Case 5: Code status in the perioperative period
By Alexandra Marchetta, MD; Christine Bryson, DO; and Gina Luciano, MD, FACP
A 78-year-old male with end-stage chronic obstructive pulmonary disease on home oxygen was admitted to the ICU after developing respiratory failure as a complication of a lung nodule biopsy. His code status was do not resuscitate/do not intubate (DNR/DNI) prior to the biopsy, but this had been reversed as per standard protocol for the procedure. A formal discussion with the patient concerning periprocedural code status was not documented. After the biopsy, the patient developed intrapulmonary hemorrhage and pneumothorax requiring intubation and chest tube placement, with his family's consent. He improved and was extubated on his second day of hospitalization. Later that day, the patient again developed respiratory failure and was re-intubated. The DNR patient consent form states that if the DNR order has been suspended during the perioperative period, discussions with the patient for reinstituting the DNR order must take place within the first 48 hours postoperatively. Only a few hours occurred between intubations, and the patient was not clinically well enough to participate in a meaningful code discussion, thus leading the team to continue with the full code order.
The next day, a family meeting was held during which many of the patient's family members expressed concern that the patient was re-intubated despite his previously documented DNR/DNI order. The family and patient ultimately decided to attempt extubation, with the understanding that he not be re-intubated. On day 4, the patient passed the weaning parameters and was extubated; he died soon after.
Patient autonomy can be compromised when a previously documented DNR/DNI code status is routinely reversed for a procedure. A preoperative or preprocedural discussion regarding code status and patient wishes in the setting of a procedural complication can mitigate this to a certain extent.
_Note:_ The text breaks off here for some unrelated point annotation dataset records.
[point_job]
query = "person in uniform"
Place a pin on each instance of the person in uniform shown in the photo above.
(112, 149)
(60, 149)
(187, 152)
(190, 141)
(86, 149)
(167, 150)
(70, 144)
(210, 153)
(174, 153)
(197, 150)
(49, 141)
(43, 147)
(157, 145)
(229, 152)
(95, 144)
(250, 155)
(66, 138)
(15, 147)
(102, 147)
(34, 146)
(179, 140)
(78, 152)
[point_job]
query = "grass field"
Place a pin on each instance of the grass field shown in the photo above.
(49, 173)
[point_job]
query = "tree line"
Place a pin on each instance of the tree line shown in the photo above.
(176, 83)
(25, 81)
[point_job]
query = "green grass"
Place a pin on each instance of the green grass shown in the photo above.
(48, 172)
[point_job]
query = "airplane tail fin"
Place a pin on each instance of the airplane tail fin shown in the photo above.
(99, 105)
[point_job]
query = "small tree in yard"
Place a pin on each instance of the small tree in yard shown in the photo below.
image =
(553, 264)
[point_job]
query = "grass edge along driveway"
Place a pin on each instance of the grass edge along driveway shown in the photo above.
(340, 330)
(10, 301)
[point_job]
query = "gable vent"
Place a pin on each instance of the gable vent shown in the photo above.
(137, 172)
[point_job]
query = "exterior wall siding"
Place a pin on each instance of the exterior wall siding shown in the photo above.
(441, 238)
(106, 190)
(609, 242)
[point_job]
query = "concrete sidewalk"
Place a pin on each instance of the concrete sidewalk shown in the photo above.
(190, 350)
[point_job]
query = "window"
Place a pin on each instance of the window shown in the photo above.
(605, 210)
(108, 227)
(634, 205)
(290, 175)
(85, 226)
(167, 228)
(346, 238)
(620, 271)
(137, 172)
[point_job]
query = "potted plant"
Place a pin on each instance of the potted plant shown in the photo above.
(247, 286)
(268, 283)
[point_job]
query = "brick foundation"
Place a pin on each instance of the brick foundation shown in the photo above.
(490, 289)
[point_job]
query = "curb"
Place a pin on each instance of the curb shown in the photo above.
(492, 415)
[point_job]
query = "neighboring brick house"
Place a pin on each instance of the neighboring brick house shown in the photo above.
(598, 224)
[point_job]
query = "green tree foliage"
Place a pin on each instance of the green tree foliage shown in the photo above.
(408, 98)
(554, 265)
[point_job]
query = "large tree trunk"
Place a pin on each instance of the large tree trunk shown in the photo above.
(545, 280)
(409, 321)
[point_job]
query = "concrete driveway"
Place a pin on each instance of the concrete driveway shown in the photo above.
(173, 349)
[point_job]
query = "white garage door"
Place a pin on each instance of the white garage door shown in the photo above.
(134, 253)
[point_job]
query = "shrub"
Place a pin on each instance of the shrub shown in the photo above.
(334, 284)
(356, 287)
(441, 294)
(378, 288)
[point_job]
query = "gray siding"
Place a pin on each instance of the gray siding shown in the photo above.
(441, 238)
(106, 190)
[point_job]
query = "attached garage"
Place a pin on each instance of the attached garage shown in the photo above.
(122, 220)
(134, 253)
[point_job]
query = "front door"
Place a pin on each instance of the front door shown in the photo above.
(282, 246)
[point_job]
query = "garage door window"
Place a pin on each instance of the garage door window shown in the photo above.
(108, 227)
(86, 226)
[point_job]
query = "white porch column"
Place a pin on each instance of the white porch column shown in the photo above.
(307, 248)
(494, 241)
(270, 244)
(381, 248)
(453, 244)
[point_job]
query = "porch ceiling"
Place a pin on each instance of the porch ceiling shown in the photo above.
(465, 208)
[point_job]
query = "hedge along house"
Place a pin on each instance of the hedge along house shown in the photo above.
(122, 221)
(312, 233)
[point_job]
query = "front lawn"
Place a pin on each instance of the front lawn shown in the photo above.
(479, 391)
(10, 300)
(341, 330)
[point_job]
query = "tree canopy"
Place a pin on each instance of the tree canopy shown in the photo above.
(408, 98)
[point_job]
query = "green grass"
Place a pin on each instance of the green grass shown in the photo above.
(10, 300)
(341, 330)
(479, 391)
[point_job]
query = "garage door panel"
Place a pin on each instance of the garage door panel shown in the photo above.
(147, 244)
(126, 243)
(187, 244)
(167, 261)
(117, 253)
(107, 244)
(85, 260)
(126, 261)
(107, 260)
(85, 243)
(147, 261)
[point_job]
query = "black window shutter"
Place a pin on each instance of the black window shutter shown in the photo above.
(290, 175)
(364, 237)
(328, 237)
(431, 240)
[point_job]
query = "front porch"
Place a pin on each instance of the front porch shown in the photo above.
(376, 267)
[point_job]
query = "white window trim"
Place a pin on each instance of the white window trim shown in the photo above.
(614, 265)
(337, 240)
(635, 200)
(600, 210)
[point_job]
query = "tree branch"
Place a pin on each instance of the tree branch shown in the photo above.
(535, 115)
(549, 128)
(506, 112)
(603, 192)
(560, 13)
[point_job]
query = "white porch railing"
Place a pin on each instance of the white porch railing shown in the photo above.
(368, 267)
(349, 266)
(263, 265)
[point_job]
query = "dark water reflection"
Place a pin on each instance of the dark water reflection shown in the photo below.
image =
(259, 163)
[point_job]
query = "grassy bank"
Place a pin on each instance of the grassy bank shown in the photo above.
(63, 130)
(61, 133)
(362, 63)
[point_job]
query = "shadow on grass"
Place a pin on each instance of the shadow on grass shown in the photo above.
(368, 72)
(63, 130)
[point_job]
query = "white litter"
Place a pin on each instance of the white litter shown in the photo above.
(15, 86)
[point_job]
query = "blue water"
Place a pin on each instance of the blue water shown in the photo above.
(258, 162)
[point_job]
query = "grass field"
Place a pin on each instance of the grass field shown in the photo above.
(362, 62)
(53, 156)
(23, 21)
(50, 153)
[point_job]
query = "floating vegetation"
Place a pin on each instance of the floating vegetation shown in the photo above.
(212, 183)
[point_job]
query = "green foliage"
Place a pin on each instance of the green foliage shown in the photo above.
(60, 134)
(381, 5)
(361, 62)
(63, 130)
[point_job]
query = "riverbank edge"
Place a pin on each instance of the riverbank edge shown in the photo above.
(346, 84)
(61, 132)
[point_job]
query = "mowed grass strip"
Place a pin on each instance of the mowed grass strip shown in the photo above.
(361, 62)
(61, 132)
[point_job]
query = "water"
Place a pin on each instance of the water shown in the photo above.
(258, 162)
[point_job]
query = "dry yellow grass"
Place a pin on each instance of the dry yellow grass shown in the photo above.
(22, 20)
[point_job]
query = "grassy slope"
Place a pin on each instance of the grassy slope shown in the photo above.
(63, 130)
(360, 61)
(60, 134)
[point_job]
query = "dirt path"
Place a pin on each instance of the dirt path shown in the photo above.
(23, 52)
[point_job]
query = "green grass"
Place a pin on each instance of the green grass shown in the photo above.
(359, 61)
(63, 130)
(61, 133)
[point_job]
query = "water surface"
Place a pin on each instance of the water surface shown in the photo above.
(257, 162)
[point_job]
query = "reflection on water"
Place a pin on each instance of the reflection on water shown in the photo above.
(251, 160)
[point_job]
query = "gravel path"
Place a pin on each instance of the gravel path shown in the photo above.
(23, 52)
This conversation ideally includes information about how anesthesia may be similar to resuscitation and how resuscitation is more likely to be successful in the OR. If the patient decides to suspend a DNR/DNI order for a procedure, a reinstatement plan can be discussed and agreed upon pre-procedurally to maximize patient autonomy in the event of a complication.
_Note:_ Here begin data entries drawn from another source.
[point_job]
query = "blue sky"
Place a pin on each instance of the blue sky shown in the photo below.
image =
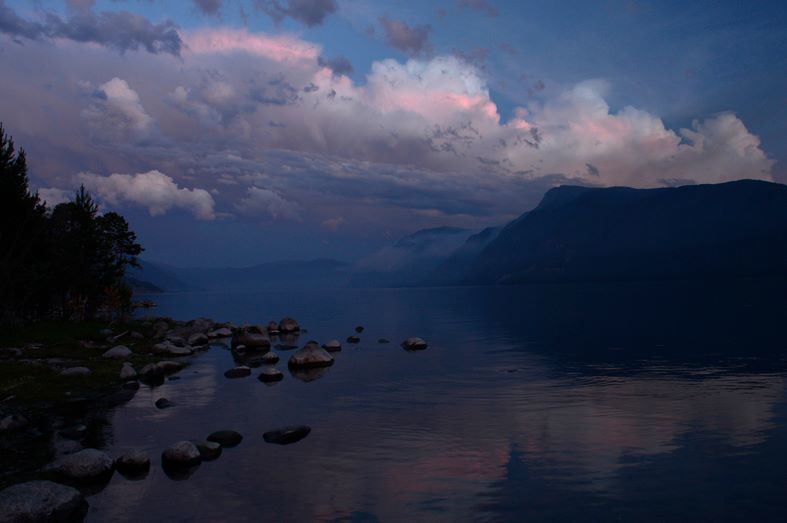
(305, 128)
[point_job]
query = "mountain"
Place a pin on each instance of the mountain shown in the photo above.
(600, 234)
(410, 261)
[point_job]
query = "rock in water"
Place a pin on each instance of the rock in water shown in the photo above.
(226, 438)
(238, 372)
(85, 465)
(333, 346)
(289, 325)
(270, 374)
(310, 356)
(181, 454)
(287, 435)
(41, 501)
(414, 344)
(120, 352)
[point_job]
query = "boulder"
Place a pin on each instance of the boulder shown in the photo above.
(270, 374)
(414, 344)
(119, 352)
(85, 465)
(238, 372)
(127, 372)
(41, 501)
(310, 356)
(226, 438)
(333, 346)
(76, 372)
(287, 435)
(181, 454)
(289, 325)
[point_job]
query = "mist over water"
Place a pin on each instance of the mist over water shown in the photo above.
(648, 401)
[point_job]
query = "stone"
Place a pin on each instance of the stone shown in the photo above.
(76, 372)
(414, 344)
(270, 358)
(119, 352)
(333, 346)
(13, 422)
(198, 339)
(310, 356)
(134, 462)
(289, 325)
(85, 465)
(238, 372)
(209, 450)
(41, 501)
(181, 454)
(287, 435)
(270, 374)
(163, 403)
(127, 372)
(226, 438)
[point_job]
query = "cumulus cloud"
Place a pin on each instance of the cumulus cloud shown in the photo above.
(413, 40)
(307, 12)
(266, 203)
(120, 30)
(153, 190)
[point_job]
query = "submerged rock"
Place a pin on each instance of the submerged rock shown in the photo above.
(238, 372)
(41, 501)
(85, 465)
(414, 344)
(226, 438)
(287, 435)
(333, 346)
(119, 352)
(270, 374)
(310, 356)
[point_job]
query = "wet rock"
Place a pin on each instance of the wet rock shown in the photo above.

In 1993, the American Society of Anesthesiologists recommended that the automatic reversal of DNR status for perioperative patients conflicted with a patient's right to self-determination. Despite these guidelines and the emphasis currently placed on respecting patient autonomy, many hospitals and institutions do not have a policy regarding DNR/DNI status in the perioperative period. Many institutions that do have a policy require automatic perioperative suspension of DNR/DNI orders. For all hospitalists and care team members of patients with clearly stated DNR/DNI orders, pre-procedure discussions should be held and documented to ascertain patient preferences in the event of a complication in order to maximize patient autonomy.
- Many hospitals and institutions either have no policy requiring the clarification of periprocedural DNR/DNI orders or have a policy that requires periprocedural suspension of DNR/DNI orders.
- Discussing goals of care and contingency plans for potential procedural complications, and development of a specific DNR/DNI re-implementation plan periprocedurally can maximize patient autonomy and ensure that patients' wishes are respected.
- Documentation of periprocedural code discussions is important to include in the medical record.